ARMENIA - Refugees from Nagorno-Karabakh ride in the back of a truck as they arrive in the border village of Kornidzor, September 26, 2023.
ARMENIA - Refugees from Nagorno-Karabakh ride in the back of a truck as they arrive in the border village of Kornidzor, September 26, 2023.

The Armenian government announced on Thursday it will stop paying housing allowances to many refugees from Nagorno-Karabakh and significantly reduce them for others next year.

Since November 2023, the government has been giving each refugee, who does not own a home or live in a government shelter in Armenia, 50,000 drams ($125) per month for rent and utility fees. The aid program has benefited the vast majority of some 105,000 Karabakh Armenians who fled their homeland after it was recaptured by Azerbaijan in September 2023. A lack of affordable housing remains one of the main problems facing them.

At its weekly session in Yerevan, the government approved a proposal by the Ministry of Labor and Social Affairs to start essentially phasing out the housing scheme next year. It said that starting from April, the financial aid will be provided only to children, university or college students, pensioners and disabled persons forced to flee Karabakh.

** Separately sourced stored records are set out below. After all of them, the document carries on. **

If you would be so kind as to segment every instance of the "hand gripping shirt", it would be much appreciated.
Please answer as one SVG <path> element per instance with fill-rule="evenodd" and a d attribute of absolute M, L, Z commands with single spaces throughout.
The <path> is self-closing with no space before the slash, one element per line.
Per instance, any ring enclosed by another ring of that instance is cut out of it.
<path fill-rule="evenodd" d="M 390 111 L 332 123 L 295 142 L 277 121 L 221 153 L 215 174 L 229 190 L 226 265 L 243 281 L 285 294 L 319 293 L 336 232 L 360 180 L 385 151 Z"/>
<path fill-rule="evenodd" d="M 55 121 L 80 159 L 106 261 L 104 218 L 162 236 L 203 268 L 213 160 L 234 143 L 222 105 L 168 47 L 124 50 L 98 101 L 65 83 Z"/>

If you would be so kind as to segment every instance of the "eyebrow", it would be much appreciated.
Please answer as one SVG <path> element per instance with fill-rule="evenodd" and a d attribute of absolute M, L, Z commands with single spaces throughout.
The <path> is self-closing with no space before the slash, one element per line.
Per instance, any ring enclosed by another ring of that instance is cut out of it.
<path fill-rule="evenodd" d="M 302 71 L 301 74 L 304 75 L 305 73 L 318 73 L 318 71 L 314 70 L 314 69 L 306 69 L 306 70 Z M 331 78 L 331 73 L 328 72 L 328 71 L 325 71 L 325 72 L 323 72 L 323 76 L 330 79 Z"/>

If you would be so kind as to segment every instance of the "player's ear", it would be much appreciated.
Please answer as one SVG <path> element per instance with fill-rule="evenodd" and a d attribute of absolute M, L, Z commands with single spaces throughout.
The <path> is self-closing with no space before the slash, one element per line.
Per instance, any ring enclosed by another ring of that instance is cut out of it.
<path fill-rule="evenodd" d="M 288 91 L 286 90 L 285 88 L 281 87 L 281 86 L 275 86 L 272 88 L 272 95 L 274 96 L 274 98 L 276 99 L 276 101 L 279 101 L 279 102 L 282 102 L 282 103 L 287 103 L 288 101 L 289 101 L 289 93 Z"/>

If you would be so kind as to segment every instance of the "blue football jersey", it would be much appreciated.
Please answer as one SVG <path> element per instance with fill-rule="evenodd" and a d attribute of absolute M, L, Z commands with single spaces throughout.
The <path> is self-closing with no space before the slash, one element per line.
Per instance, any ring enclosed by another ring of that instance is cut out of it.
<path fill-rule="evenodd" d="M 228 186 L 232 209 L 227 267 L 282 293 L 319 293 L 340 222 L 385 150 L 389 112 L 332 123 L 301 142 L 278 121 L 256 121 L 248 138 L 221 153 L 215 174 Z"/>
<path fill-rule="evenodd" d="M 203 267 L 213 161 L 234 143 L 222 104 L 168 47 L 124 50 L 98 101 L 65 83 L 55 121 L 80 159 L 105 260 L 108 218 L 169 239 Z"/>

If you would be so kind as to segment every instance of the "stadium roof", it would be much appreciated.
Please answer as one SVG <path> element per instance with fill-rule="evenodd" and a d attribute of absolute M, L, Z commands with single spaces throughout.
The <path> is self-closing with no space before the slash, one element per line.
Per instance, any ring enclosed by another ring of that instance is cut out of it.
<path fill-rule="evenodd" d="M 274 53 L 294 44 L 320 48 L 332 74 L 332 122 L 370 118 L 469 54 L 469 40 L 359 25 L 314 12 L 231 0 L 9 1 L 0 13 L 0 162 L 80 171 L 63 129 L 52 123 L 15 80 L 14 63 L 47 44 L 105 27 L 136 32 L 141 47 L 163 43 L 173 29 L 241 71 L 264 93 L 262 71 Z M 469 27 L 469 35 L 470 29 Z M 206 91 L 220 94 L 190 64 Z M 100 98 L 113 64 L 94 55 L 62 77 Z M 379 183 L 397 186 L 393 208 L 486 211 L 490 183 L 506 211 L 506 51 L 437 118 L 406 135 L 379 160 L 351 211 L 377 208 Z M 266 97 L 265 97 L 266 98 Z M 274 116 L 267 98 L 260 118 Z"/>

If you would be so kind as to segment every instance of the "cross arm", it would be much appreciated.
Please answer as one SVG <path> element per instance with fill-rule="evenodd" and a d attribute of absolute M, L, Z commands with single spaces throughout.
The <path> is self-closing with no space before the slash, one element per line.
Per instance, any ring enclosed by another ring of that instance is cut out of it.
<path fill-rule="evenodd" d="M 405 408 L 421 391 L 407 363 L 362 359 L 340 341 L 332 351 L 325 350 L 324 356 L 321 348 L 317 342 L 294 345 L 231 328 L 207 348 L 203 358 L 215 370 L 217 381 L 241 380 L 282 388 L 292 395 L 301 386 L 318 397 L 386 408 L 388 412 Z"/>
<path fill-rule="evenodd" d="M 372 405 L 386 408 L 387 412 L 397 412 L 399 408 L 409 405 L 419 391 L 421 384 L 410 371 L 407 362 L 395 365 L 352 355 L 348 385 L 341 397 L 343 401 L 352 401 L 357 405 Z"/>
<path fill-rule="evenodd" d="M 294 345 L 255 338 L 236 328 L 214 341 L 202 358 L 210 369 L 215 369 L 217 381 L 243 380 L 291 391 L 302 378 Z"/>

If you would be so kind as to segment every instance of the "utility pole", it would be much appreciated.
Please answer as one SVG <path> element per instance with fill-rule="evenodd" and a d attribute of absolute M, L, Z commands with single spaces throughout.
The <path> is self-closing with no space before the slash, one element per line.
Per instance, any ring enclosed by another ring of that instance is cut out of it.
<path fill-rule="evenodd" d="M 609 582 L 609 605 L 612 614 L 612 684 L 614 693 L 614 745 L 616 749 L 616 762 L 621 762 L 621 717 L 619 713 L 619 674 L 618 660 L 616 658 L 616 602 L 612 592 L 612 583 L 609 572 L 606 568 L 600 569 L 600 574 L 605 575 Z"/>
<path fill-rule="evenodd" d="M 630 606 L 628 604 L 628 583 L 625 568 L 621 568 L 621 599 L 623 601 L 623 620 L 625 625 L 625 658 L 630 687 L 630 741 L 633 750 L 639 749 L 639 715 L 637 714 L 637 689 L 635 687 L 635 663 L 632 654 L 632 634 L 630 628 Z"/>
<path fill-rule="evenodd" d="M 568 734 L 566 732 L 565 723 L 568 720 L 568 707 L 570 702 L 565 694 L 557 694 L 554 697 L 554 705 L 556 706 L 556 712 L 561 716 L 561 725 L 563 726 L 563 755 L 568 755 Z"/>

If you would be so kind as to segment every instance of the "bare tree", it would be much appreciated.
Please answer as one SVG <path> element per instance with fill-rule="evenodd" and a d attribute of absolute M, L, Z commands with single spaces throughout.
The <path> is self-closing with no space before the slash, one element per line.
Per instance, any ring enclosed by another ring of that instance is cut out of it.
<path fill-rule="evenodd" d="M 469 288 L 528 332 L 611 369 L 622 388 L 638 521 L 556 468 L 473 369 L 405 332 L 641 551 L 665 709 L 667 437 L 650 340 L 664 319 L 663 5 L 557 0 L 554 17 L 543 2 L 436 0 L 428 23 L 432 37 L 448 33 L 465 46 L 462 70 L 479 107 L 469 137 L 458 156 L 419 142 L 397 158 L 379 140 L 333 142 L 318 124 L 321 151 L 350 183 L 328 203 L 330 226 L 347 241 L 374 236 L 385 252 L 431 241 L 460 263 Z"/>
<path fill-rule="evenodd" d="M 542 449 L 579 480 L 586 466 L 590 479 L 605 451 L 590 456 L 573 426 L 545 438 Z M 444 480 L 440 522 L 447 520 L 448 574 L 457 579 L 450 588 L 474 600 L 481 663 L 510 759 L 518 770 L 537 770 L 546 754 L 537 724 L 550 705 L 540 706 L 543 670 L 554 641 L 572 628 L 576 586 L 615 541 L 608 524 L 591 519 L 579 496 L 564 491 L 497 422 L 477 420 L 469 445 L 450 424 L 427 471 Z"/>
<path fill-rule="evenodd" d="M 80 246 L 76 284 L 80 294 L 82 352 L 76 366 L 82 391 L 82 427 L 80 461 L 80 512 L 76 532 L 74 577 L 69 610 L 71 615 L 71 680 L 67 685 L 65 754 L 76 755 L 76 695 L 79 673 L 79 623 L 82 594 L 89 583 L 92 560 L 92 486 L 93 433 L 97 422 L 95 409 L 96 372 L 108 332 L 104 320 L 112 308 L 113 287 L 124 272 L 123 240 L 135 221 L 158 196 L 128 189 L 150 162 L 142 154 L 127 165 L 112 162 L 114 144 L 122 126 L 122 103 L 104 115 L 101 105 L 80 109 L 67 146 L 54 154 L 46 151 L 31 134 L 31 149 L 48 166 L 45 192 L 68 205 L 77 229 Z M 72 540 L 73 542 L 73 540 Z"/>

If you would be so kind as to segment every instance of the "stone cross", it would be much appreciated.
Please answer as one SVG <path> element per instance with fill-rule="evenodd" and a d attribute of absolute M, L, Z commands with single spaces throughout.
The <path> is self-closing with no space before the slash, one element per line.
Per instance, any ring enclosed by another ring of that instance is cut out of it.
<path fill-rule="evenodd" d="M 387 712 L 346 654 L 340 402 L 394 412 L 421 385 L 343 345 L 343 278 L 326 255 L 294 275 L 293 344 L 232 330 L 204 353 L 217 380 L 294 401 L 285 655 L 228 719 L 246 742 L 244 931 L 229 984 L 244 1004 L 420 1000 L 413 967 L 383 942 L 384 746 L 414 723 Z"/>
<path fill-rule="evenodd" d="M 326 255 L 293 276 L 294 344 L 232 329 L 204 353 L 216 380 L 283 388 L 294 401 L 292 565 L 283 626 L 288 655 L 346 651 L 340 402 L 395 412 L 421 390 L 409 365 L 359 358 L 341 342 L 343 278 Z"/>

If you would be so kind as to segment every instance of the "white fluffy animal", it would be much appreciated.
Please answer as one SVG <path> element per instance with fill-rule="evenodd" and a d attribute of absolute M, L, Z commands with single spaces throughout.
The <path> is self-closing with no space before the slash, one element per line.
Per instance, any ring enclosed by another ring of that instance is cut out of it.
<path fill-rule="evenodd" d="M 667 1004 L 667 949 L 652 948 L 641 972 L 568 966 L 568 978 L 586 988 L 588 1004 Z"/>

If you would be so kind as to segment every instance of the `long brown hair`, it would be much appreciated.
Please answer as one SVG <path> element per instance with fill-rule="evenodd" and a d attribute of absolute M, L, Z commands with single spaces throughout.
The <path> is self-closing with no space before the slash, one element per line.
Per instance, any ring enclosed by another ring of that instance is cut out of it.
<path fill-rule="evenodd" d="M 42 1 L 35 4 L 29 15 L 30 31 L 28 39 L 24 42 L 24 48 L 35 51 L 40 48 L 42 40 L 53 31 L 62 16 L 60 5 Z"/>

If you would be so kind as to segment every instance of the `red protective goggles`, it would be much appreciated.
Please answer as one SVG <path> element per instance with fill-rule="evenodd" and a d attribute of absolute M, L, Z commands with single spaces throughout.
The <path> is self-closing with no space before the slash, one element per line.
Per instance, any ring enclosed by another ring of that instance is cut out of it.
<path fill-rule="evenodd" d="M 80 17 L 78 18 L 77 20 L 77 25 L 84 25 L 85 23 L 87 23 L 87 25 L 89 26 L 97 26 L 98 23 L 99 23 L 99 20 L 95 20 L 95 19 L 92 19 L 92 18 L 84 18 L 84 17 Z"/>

The ministry estimates the total number of such refugees at around 54,000. The monthly allowance paid to them will be cut to 40,000 drams in April and to 30,000 drams in July.

Prime Minister Nikol Pashinian said his government is thus encouraging working-age Karabakh Armenians to “start thinking about supporting their families through their own work.”

According to Labor Minister Narek Mkrtchian, more than 25,000 of them already have jobs or own businesses in Armenia. They are mainly the ones that will be excluded from the scheme, he told the cabinet meeting chaired by Pashinian.

ARMENIA - A refugee from Nagorno-Karabakh holds a child while standing next to a car upon their arrival in the border village of Kornidzor, September 26, 2023.
ARMENIA - A refugee from Nagorno-Karabakh holds a child while standing next to a car upon their arrival in the border village of Kornidzor, September 26, 2023.

Many of those refugees complain that they earn barely enough to rent small apartments in Yerevan or surrounding areas that offer far more job opportunities than other parts of the country. Housing prices in and around the Armenian capital have soared in recent years.

In Mkrtchian’s words, another reason for the sharp cut in the financial aid is a five-year housing program launched by the government in June. It offers financial assistance to Karabakh Armenians willing to buy or build new homes in mainly rural areas. Each of them, including children, is eligible for between 2 million and 5 million drams ($5,000-$13,000) in government grants that could only be used for meeting their housing needs.

The program does not seem to have attracted strong interest from refugees. Many of them say the sums offered by the government are not enough to buy or build even modest homes.

Exiled leaders of Karabakh have also criticized the program. One of them, Artak Beglarian, even accused Pashinian’s government in May of encouraging Karabakh Armenian to leave Armenia.